Maybe it hadn’t sunk in yet, maybe I was too preoccupied with marveling at making it to a milestone birthday that had always felt like a far-off consideration.
But this year is heavy again, and I feel low and embarrassed, almost hoping no one remembers, wondering if I’ll regret the lengths I’ve gone to make that happen (deactivating Facebook so the almost-strangers on my friends list aren’t notified; asking the office manager not to announce it in our Birthday Slack Channel). I’m taking off the days before and after, a staycation with goals to get the house in order, though I’m finally relenting at allowing myself to have fun, too. I bought a birthday dress at my favorite consignment shop. I looked up admission hours for a museum I’ve wanted to revisit, and saw that they have a cafe onsite with a good-looking lunch menu. I’m allowing myself to feel excited for these plans.
It’s hard to explain the things I’m mourning—in many ways, it’s the absence of what I don’t know. The details of my birthday that I do not remember and will never know, the intimate moments between my mom and me, while she was preparing to bring me into the world, as she was becoming a mother for the second time, but first time to a daughter. What was she thinking? What was labor like for her? What stood out the most to her about that day? Those details are lost now, gone with her to wherever she went, slightly out of reach but still so incredibly close.

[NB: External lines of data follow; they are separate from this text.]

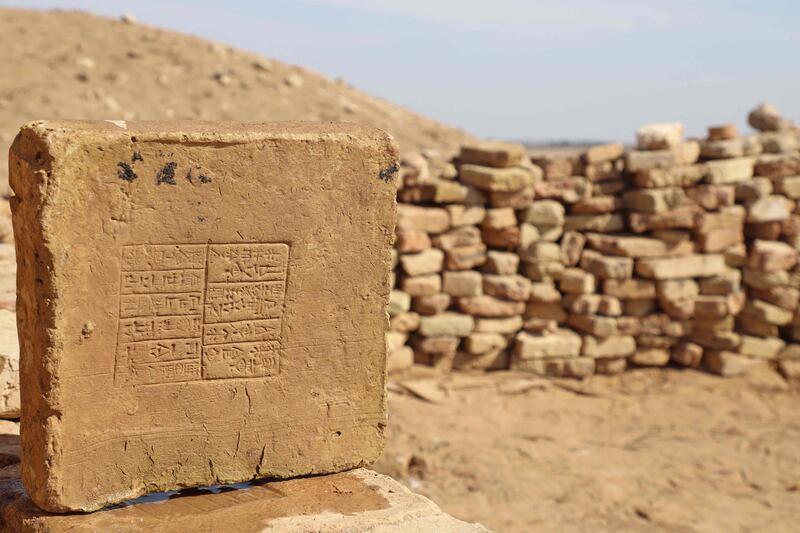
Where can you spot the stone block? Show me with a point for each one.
(493, 154)
(563, 343)
(497, 179)
(446, 324)
(603, 152)
(462, 283)
(429, 261)
(502, 263)
(690, 266)
(659, 136)
(430, 219)
(134, 238)
(490, 307)
(510, 287)
(606, 267)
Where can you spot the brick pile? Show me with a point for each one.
(567, 264)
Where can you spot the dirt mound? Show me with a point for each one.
(59, 64)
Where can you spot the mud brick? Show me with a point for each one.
(427, 262)
(722, 149)
(784, 297)
(465, 215)
(650, 357)
(769, 256)
(604, 171)
(567, 190)
(575, 280)
(712, 197)
(399, 302)
(479, 343)
(687, 354)
(603, 152)
(571, 247)
(654, 200)
(446, 324)
(520, 199)
(404, 322)
(462, 283)
(773, 208)
(616, 346)
(728, 364)
(503, 326)
(723, 132)
(465, 257)
(597, 205)
(599, 326)
(497, 179)
(610, 366)
(723, 171)
(431, 304)
(506, 238)
(501, 263)
(409, 241)
(592, 304)
(544, 293)
(198, 281)
(671, 176)
(630, 289)
(606, 267)
(563, 343)
(753, 189)
(430, 219)
(679, 218)
(605, 223)
(633, 246)
(766, 312)
(690, 266)
(493, 154)
(778, 166)
(546, 311)
(462, 236)
(490, 307)
(716, 340)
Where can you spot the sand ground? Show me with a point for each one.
(649, 450)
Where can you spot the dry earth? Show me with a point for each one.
(59, 64)
(650, 450)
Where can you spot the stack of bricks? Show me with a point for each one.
(567, 264)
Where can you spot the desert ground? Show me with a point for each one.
(652, 450)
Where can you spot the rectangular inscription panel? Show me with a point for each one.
(193, 311)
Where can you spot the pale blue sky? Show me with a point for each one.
(573, 69)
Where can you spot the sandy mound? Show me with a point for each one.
(60, 64)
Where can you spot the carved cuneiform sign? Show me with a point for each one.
(200, 311)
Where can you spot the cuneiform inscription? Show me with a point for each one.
(195, 311)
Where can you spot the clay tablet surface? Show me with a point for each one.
(199, 303)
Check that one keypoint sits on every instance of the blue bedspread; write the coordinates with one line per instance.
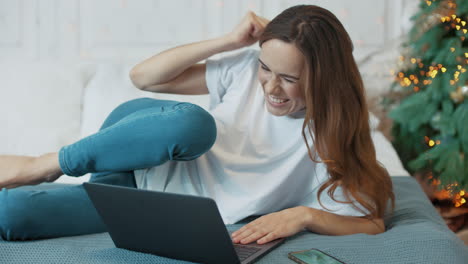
(415, 234)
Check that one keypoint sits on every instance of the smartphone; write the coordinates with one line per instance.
(313, 256)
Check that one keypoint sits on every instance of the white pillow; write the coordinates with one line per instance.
(39, 105)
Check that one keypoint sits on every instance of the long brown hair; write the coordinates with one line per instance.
(337, 118)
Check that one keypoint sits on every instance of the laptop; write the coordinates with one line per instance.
(178, 226)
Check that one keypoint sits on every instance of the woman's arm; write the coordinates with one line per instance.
(327, 223)
(167, 65)
(177, 66)
(293, 220)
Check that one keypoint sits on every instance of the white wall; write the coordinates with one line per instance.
(37, 34)
(117, 30)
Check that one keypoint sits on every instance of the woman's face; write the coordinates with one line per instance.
(281, 73)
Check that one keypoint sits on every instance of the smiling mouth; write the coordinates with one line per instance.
(276, 100)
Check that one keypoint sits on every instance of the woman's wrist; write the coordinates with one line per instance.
(228, 43)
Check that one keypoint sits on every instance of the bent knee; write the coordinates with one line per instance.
(198, 128)
(15, 218)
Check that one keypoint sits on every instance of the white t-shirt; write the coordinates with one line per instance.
(259, 163)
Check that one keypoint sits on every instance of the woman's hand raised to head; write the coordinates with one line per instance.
(247, 31)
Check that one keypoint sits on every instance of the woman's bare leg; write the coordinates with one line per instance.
(26, 170)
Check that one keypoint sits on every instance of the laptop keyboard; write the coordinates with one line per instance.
(245, 251)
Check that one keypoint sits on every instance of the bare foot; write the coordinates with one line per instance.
(24, 170)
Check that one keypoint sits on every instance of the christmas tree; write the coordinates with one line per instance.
(428, 102)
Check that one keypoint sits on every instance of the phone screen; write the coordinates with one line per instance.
(314, 256)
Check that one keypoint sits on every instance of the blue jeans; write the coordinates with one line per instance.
(138, 134)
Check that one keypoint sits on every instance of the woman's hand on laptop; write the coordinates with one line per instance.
(272, 226)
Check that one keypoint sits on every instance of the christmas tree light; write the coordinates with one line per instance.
(429, 98)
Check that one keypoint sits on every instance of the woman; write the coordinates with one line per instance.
(285, 125)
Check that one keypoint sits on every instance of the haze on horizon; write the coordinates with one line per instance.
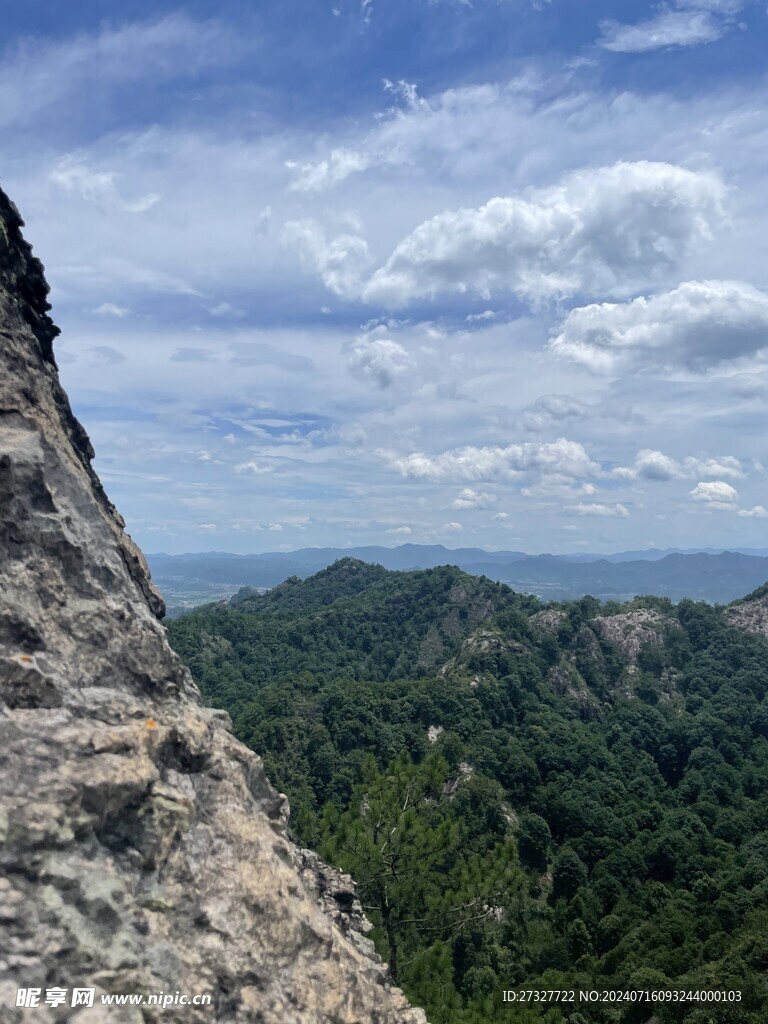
(486, 274)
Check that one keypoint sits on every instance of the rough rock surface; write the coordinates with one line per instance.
(750, 615)
(141, 847)
(630, 630)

It’s hard to realize you’re life is already starting to fade, even while you’re still here, that sometimes the only proof you have of existing at all is that you’re here, feeling sorry for yourself that you can’t remember more.
It’s hard to realize that grief is forever, that mourning does not end after a calendar year. That every celebration, every triumph, every major turning point, will be seen through the lens of heartache, however slight, that you will always wish for someone who’s not there to share it with.